Si è parlato anche di prolungare le restrizioni in base alla fascia d’età?

Per Crisanti non è significativo il criterio dell’età: “Il rischio è per tutta la società non per il singolo individuo. Tenere a casa gli anziani ma far uscire gli altri che poi possono infettarli non ha molto senso”. Secondo il virologo milanese Fabrizio Pregliasco “anche dopo metà aprile gli anziani dovranno stare ancora a casa, e i pronto soccorso dovranno essere dotati, oltre ai cerotti, di stock di mascherine, in attesa di una seconda ondata”.

 

Ma allora ci sarà o no una seconda ondata di Covid-19?

“Non si può escludere: con queste misure di mitigazione abbiamo tolto la punta alla curva, ma il virus non sparirà all’improvviso”. Pregliasco e Crisanti confermano i loro timori.

 

Che cosa ci dice l’esperienza cinese, con la graduale riapertura delle attività nella provincia di Hubei (60 milioni di abitanti) e nella sua città principale Wuhan?

Il ritorno graduale alla normalità è sotto la lente di ingrandimento degli specialisti di tutto il mondo, inglesi e americani in primis.
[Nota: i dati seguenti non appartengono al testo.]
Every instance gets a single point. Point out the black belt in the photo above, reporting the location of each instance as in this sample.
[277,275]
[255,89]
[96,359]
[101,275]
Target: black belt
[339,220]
La Cina ha attivato e mantiene un ampio monitoraggio Covid-19 a livello nazionale. Le province rilasciano a tutti i residenti un codice QR, un tipo di codice a barre contenente informazioni che vengono rivelate durante la scansione, in base ai loro dettagli sanitari e alla cronologia dei viaggi. Se una persona è rimasta in aree ritenute sicure o è stata messa in quarantena e risultata negativa per la malattia, gli viene assegnato uno “status verde”, il rischio più basso, che consente di attraversare i confini provinciali, entrare negli ospedali e nelle aree residenziali, e guidare la metropolitana e treni.

La vita in Hubei non è ancora tornata alla normalità, ma le persone stanno lentamente lasciando le loro case e stanno tornando al lavoro e le fabbriche stanno riaprendo. Università, scuole e centri di assistenza all’infanzia rimangono chiusi in attesa di “una valutazione scientifica della situazione di controllo dell’epidemia”, affermano le autorità governative. E viaggiare dentro e fuori dalla capitale provinciale, Wuhan, rimane limitato fino all’8 aprile.

 

Che cosa si è osservato di cui tener conto?

Intanto, in attesa di un vaccino, e adottando una strategia di massima attenzione si ritiene che almeno per due anni le norme di precauzione dovranno restare alte. Poi è stato scoperto che circa la metà dei pazienti Covid-19, dopo le terapie e la scomparsa di tutti i sintomi hanno ancora in circolo il virus per almeno altri 8 giorni. “Quindi stanno consigliando ancora 15 giorni di isolamento dopo la guarigione”, conclude Pregliasco.

 

Ma in Italia, quando il Nord ripartirà gradualmente, a parte il rischio di una seconda ondata, come sarà la situazione nel resto d’Italia? Al Sud, dove i casi di contagio sono comparsi dopo?

“È la nuova frontiera dell’epidemia in Italia”, avverte Pregliasco. «Per ora – spiega il virologo milanese – ci sono focolai più ristretti ma bisogna prepararsi per tempo al peggio ed al rischio di un’ondata». Va ricordato come al Nord l’epidemia è partita in modo subdolo, ha rallentato e poi ha avuto uno sviluppo verticale repentino. Il rischio è che questa modalità possa succedere anche al Sud.